Charlottesville, VA — The younger age of chronic kidney disease (CKD) in Black patients can help explain some of the differences and disparities compared to white patients with CKD, according to a new study.

The study, led by the University of Virginia School of Medicine in Charlottesville and including participation from the Walter Reed National Military Medical Center in Bethesda, MD, pointed out that the Black adult population is understood to have higher incidence of kidney failure compared with the white population. Why that has occurred remained unclear, however.

The study team assessed the racial differences in kidney failure and death from onset of CKD on the basis of the race-free 2021 CKD Epidemiology Collaboration equation and examined how much of the difference could be explained by factors at the time of CKD onset. The results were published in the Journal of the American Society of Nephrology.1

For the study, the researchers analyzed a national cohort consisting of 547,188 U.S. veterans—103,821 non-Hispanic Black and 443,367 non-Hispanic white—aged 18-85 years, with new-onset CKD between 2005 and 2016. The patients were followed through 10 years or May 2018 for incident kidney failure with replacement therapy (KFRT) and pre-KFRT death.

“At CKD onset, Black veterans were, on average, 7.8 years younger than white veterans,” the authors advised.

Results indicated that, in any time period from CKD onset, the cumulative incidence of KFRT was 2.5-fold higher for Black vs. white veterans. Black veterans also had a persistently greater than twofold higher hazards of KFRT throughout follow-up (overall hazard ratio [95% confidence interval], 2.38 [2.31 to 2.45]), while also having a 17%-48% decreased hazards of pre-KFRT death.
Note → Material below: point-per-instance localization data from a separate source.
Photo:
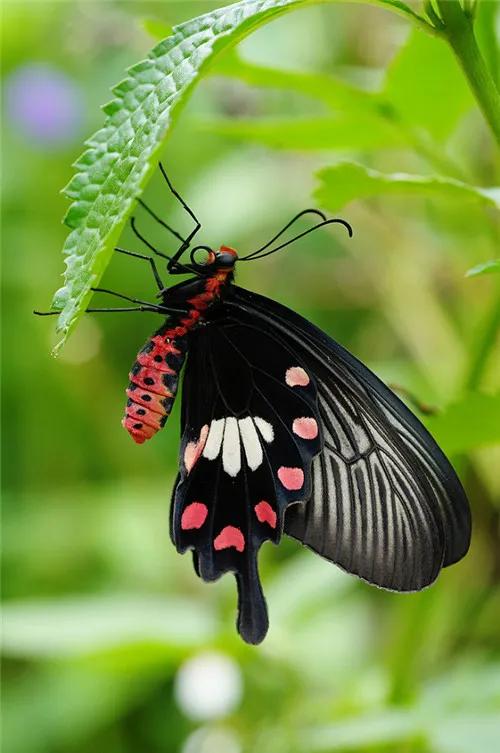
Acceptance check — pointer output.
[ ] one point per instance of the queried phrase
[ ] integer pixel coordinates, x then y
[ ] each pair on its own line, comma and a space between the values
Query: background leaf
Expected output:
347, 181
487, 267
468, 424
120, 158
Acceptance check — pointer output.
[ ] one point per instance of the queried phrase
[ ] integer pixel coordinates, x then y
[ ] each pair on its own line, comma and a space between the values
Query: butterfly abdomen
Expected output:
154, 378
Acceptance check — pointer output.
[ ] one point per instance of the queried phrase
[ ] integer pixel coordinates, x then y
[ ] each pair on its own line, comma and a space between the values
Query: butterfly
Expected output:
284, 431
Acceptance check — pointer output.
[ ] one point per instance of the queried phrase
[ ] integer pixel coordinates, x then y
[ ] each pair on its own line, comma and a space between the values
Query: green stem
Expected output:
458, 30
487, 338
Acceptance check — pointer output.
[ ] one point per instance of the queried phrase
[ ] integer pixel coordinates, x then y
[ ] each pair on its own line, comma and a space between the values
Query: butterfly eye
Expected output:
202, 256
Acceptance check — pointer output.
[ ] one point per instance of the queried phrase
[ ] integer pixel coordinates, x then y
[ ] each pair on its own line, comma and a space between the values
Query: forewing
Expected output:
385, 503
250, 430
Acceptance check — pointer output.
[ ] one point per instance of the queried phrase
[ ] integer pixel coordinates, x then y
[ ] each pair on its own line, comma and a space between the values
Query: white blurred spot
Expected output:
208, 686
207, 740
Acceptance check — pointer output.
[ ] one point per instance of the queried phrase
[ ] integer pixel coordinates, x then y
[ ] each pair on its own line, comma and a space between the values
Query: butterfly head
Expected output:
222, 259
225, 257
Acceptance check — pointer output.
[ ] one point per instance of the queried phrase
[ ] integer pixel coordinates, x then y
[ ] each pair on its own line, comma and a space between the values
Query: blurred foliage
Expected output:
100, 613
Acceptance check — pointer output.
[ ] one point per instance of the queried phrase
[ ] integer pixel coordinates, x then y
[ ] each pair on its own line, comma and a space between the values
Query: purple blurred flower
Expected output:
44, 104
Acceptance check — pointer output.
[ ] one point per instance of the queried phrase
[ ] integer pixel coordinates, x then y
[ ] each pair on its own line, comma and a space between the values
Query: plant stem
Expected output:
487, 338
458, 30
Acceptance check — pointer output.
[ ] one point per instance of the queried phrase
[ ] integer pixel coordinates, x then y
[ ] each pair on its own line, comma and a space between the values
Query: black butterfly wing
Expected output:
386, 504
250, 430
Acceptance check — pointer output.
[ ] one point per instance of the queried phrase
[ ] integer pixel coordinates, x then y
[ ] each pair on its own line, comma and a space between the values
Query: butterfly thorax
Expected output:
154, 376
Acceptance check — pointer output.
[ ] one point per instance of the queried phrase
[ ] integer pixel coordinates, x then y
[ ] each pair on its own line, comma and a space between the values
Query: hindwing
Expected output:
250, 430
385, 504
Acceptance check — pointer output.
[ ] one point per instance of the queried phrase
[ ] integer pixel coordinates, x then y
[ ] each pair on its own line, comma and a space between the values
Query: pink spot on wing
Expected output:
305, 428
296, 377
228, 537
193, 450
194, 516
265, 513
291, 478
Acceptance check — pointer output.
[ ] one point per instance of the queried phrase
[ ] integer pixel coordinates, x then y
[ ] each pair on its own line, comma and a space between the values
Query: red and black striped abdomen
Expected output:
154, 378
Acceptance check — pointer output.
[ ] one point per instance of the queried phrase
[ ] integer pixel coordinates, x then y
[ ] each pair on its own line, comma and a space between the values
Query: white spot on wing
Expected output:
265, 429
251, 442
231, 454
214, 439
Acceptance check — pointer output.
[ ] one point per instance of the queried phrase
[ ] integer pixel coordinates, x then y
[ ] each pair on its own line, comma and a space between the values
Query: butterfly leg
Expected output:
156, 309
151, 306
149, 259
174, 261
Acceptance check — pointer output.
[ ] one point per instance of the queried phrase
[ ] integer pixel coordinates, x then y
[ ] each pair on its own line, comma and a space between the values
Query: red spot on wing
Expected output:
291, 478
296, 377
265, 513
305, 428
194, 516
228, 537
193, 450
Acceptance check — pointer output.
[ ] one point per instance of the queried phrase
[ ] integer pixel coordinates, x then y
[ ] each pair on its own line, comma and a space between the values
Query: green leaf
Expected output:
345, 131
78, 626
332, 91
121, 157
468, 424
486, 268
425, 86
347, 181
157, 29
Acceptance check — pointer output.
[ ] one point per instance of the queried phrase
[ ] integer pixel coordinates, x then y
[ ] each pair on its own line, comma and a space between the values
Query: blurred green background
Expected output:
110, 641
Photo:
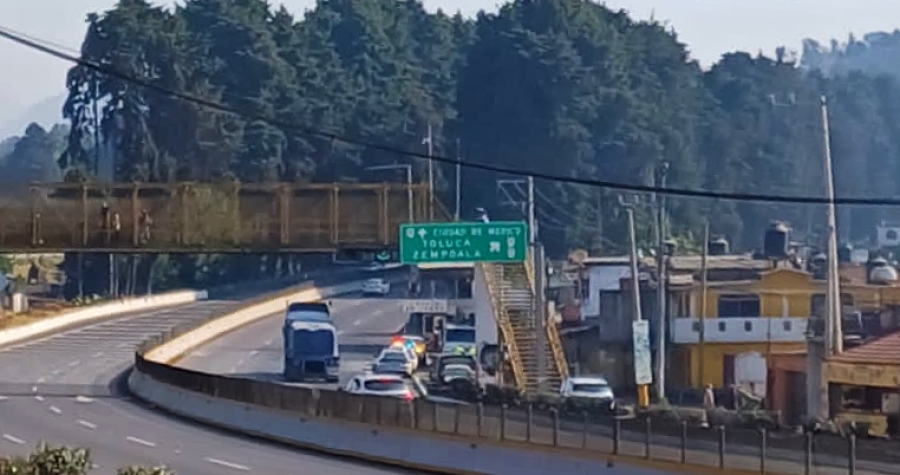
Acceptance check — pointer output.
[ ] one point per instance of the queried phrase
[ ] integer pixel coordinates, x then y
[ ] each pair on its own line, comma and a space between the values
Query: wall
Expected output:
714, 357
783, 293
602, 278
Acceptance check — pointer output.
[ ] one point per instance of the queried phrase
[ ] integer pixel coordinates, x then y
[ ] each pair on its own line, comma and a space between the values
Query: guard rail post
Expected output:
479, 418
617, 434
647, 432
434, 417
529, 422
503, 409
555, 412
721, 430
763, 448
585, 427
807, 465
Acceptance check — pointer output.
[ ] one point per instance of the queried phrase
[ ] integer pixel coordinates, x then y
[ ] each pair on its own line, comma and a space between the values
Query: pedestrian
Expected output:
709, 404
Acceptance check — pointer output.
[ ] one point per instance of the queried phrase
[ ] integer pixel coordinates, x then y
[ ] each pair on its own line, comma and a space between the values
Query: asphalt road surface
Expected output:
365, 325
58, 390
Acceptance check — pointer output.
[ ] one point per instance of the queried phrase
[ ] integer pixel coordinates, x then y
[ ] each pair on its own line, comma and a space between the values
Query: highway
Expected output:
255, 351
59, 390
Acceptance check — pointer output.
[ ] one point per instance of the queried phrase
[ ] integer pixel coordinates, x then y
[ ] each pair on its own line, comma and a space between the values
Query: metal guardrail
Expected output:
572, 433
546, 426
208, 217
506, 330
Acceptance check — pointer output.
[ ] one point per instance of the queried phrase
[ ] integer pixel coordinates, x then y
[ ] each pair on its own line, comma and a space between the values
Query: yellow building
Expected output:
754, 310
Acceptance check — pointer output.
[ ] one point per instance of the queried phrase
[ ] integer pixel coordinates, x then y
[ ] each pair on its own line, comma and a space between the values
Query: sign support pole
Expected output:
643, 395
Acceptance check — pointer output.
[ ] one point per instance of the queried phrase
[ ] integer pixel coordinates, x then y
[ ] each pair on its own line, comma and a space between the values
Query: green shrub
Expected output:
47, 460
137, 470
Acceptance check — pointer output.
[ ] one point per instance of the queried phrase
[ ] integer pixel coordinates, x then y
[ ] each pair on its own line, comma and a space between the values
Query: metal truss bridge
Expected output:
203, 217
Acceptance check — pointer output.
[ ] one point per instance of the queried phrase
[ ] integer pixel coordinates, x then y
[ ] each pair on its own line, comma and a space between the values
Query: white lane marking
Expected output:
13, 439
84, 423
143, 442
228, 464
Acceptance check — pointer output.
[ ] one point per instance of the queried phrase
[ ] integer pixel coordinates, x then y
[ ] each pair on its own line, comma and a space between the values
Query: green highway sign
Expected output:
463, 242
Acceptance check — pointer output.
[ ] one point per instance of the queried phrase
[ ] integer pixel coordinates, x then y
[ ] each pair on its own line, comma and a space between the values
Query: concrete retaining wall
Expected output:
172, 350
96, 312
395, 447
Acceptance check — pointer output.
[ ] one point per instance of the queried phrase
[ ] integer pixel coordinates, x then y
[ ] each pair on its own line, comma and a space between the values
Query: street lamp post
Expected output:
409, 194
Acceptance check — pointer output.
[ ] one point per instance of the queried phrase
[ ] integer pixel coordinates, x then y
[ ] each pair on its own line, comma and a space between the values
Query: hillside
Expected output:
558, 87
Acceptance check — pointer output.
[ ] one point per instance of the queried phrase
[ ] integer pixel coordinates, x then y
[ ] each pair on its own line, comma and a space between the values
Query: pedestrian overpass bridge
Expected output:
209, 217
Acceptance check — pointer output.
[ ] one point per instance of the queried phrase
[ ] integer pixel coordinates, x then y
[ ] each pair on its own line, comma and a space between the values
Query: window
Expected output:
461, 335
385, 385
731, 306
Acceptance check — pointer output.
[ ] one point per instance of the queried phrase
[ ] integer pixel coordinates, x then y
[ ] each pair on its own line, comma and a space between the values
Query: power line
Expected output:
310, 131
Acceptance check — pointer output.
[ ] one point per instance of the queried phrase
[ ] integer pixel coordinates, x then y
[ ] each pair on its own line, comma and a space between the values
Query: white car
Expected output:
376, 286
588, 391
397, 357
387, 385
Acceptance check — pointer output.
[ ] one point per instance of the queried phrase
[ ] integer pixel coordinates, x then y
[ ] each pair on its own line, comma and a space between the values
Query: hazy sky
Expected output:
709, 27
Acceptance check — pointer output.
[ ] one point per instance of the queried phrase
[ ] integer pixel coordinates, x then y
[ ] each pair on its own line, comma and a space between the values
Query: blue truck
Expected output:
310, 343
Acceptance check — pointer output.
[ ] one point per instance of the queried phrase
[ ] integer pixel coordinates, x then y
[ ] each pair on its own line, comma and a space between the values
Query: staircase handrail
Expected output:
559, 356
502, 319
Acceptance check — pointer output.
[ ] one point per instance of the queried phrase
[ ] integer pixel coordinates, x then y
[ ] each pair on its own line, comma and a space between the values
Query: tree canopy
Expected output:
559, 87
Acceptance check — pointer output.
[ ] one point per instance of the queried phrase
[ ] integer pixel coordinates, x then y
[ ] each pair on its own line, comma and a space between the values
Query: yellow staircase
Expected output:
511, 287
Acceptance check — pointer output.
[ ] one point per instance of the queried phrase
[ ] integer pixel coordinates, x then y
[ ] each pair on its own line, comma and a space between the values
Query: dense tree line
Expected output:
561, 87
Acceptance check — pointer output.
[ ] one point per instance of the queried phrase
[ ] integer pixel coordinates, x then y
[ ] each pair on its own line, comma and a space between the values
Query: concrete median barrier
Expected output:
171, 351
80, 316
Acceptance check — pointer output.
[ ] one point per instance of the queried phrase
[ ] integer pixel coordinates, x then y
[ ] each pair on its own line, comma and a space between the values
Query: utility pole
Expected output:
825, 340
540, 305
429, 141
643, 390
835, 332
661, 289
458, 179
704, 295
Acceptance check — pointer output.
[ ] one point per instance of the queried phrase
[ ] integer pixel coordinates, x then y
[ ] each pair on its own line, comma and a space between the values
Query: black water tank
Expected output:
670, 247
776, 240
818, 266
845, 253
717, 247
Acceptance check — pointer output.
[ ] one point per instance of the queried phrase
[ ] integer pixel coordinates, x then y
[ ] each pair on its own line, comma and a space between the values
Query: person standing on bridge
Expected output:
145, 222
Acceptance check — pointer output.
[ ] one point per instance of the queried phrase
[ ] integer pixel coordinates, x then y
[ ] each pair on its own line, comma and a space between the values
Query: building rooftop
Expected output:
885, 351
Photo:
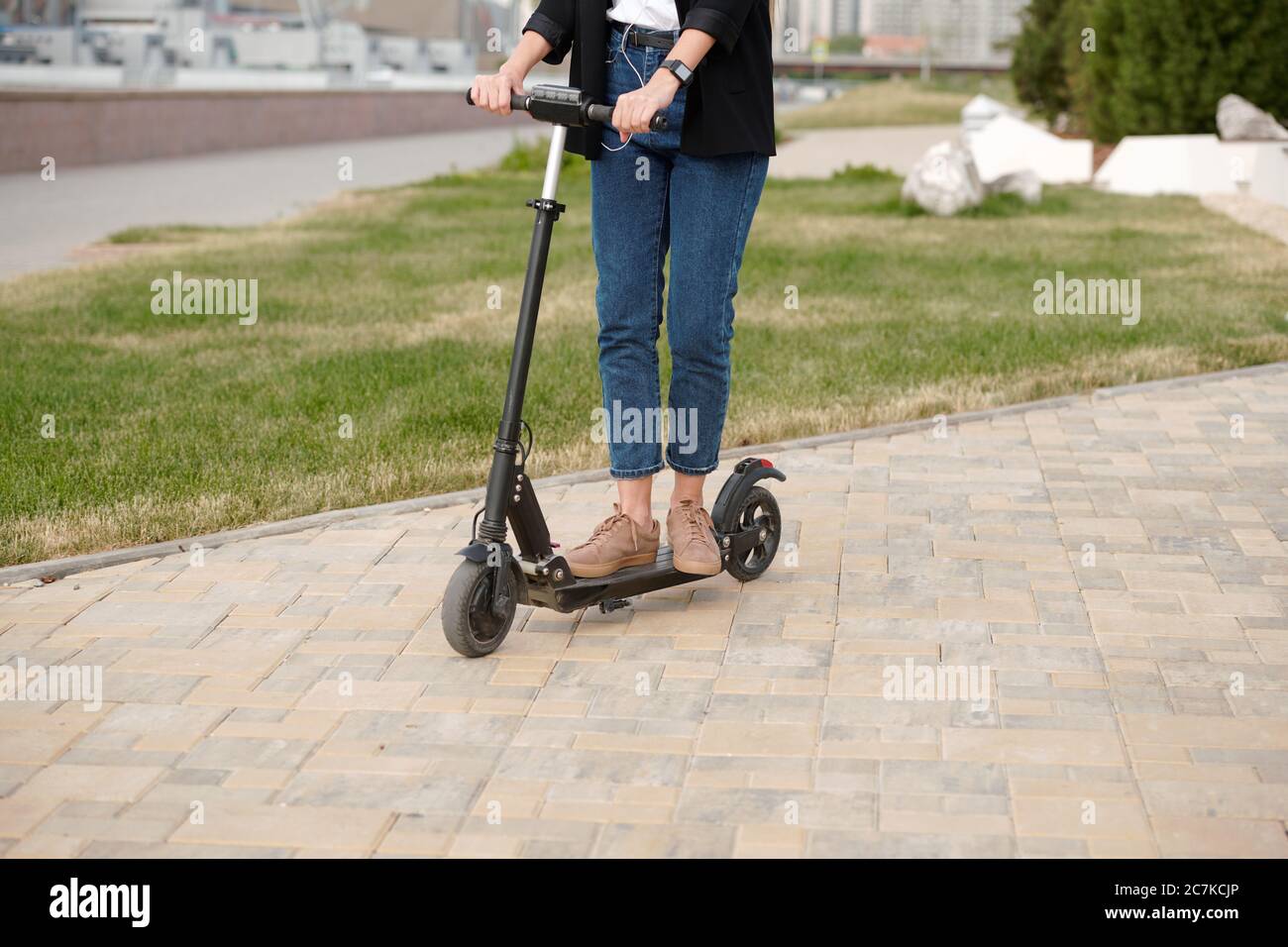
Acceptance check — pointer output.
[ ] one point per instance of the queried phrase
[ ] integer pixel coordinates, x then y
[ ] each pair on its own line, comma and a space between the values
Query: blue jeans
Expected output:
648, 198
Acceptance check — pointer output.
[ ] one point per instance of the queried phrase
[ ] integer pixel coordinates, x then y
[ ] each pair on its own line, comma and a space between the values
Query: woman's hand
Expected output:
493, 91
635, 110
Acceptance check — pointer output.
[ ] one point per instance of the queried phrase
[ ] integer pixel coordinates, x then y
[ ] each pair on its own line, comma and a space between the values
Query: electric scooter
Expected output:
493, 579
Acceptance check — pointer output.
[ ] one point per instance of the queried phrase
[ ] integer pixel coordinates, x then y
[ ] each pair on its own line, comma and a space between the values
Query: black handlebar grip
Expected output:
519, 103
604, 116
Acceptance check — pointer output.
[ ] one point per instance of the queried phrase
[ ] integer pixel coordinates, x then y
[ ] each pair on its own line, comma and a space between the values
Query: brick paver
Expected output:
1103, 586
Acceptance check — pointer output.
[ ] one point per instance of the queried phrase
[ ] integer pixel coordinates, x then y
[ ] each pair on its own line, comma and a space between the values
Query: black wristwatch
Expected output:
681, 71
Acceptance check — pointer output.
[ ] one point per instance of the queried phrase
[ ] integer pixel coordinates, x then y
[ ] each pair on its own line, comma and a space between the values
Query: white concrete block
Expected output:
1009, 145
1197, 165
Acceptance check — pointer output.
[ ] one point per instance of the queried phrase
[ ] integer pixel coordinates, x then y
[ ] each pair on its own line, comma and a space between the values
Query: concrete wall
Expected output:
86, 128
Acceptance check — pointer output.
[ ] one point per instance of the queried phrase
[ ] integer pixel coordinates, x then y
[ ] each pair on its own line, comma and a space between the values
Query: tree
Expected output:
1162, 65
1038, 60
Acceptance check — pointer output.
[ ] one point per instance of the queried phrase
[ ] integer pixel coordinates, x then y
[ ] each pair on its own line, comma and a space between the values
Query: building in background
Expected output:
960, 31
246, 43
967, 31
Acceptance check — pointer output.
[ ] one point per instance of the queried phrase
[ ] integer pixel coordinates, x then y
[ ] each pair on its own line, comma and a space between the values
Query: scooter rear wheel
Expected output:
471, 625
759, 510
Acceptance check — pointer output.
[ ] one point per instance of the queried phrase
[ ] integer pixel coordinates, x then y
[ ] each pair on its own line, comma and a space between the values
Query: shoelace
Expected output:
604, 528
695, 518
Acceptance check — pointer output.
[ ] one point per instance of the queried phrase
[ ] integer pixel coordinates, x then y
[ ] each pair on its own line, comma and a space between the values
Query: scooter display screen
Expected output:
558, 105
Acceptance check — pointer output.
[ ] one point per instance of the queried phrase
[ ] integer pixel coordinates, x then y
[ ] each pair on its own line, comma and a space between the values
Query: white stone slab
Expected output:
1009, 145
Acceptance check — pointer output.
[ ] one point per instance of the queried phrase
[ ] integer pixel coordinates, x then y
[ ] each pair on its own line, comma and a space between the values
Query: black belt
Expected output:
639, 38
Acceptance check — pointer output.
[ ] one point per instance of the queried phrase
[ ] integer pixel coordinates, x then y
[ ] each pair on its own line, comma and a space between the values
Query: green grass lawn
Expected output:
376, 307
898, 102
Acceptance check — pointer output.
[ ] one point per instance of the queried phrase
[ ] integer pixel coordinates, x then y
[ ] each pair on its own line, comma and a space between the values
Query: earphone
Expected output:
626, 34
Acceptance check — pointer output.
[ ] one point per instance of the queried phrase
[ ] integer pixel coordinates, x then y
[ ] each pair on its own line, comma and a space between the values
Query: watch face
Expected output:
683, 72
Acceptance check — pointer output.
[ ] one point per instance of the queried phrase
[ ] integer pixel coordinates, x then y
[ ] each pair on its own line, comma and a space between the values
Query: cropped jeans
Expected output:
648, 198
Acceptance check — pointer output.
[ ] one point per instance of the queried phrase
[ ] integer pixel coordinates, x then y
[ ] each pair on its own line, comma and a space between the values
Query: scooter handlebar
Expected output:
599, 115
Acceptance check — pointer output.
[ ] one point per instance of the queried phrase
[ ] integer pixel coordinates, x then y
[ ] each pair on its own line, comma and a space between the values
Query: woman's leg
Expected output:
711, 202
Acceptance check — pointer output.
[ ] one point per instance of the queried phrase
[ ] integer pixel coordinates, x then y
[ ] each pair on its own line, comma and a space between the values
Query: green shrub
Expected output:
1155, 67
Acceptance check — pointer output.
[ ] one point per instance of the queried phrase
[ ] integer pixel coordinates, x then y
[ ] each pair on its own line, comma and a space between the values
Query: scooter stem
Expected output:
501, 478
554, 162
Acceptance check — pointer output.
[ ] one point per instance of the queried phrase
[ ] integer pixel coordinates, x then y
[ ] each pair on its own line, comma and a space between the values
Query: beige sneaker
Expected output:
694, 540
616, 544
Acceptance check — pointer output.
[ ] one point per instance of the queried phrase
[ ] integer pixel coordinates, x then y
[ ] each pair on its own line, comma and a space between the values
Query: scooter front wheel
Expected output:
471, 621
759, 510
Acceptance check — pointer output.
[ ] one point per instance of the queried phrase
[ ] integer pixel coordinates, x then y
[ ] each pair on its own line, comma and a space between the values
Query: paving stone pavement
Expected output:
1113, 575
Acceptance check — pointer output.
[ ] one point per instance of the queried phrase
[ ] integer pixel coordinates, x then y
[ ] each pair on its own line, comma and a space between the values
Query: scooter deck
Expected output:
632, 579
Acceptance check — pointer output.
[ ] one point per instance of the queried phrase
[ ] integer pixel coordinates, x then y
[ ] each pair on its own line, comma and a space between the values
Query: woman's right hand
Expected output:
493, 91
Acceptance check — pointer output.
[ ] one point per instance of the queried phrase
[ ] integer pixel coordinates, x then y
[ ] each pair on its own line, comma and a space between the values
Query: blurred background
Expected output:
938, 159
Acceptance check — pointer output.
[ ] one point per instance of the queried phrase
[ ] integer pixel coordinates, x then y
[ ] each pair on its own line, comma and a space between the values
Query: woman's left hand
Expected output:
635, 110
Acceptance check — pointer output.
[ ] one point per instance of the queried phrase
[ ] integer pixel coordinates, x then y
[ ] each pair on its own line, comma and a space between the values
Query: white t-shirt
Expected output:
647, 14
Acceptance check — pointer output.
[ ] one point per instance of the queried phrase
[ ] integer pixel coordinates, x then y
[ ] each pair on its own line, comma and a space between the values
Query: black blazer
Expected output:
729, 107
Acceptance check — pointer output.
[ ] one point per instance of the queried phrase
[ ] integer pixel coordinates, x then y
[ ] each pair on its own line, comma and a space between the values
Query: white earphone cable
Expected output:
626, 34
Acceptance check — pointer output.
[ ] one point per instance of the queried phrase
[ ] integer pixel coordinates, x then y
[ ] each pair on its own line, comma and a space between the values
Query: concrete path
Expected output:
1260, 215
822, 153
1100, 589
47, 222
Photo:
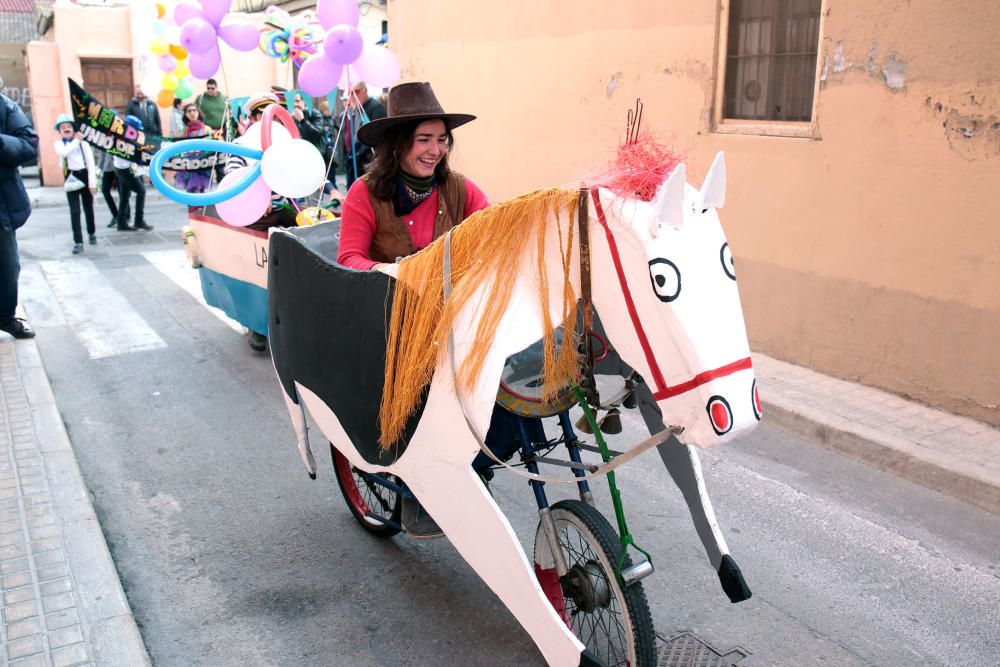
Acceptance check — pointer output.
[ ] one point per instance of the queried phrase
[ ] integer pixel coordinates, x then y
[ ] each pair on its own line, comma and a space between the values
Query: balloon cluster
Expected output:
201, 29
170, 79
283, 163
344, 49
286, 37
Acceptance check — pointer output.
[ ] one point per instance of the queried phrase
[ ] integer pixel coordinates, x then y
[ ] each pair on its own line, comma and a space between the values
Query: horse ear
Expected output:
713, 190
670, 203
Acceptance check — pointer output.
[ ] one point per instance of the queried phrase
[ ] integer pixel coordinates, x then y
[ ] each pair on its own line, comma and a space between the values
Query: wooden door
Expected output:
110, 81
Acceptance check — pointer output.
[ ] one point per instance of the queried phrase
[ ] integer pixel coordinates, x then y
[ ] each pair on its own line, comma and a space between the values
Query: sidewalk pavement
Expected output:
51, 197
63, 603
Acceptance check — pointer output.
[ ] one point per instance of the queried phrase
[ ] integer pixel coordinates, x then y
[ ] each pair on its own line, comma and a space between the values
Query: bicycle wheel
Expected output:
366, 497
612, 621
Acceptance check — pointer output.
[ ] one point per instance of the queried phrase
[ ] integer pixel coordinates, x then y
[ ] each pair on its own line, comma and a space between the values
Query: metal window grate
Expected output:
771, 59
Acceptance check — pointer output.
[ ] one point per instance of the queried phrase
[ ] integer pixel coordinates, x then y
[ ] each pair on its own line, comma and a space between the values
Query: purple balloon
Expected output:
343, 44
215, 10
240, 36
319, 75
204, 65
185, 12
197, 36
377, 66
336, 12
167, 63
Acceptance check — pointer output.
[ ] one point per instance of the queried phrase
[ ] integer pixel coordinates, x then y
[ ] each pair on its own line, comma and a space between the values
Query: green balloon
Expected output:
183, 89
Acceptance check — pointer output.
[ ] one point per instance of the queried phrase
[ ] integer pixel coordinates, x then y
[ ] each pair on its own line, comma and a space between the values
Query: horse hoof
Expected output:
732, 580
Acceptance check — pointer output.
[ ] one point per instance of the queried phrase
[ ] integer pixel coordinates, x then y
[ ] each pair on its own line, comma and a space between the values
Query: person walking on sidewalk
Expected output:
128, 183
81, 175
145, 110
106, 165
18, 145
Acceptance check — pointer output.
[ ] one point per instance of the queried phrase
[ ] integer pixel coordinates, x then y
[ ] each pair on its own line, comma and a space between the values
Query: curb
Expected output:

The researchers noted that the differences were reduced after accounting for the racial difference in age at CKD onset.

“The 2.5-fold higher cumulative incidence of kidney failure in Black adults resulted from a combination of higher hazards of progression to kidney failure and lower hazards of the competing risk of death, both of which can be largely explained by the younger age at CKD onset in Black compared with white adults,” the study concluded.

 

  1. Yan G, Nee R, Scialla JJ, Greene T, Yu W, Heng F, Cheung AK, Norris KC. Role of Age and Competing Risk of Death in the Racial Disparity of Kidney Failure Incidence after Onset of CKD. J Am Soc Nephrol. 2024 Jan 23. doi: 10.1681/ASN.0000000000000300. Epub ahead of print. PMID: 38254260.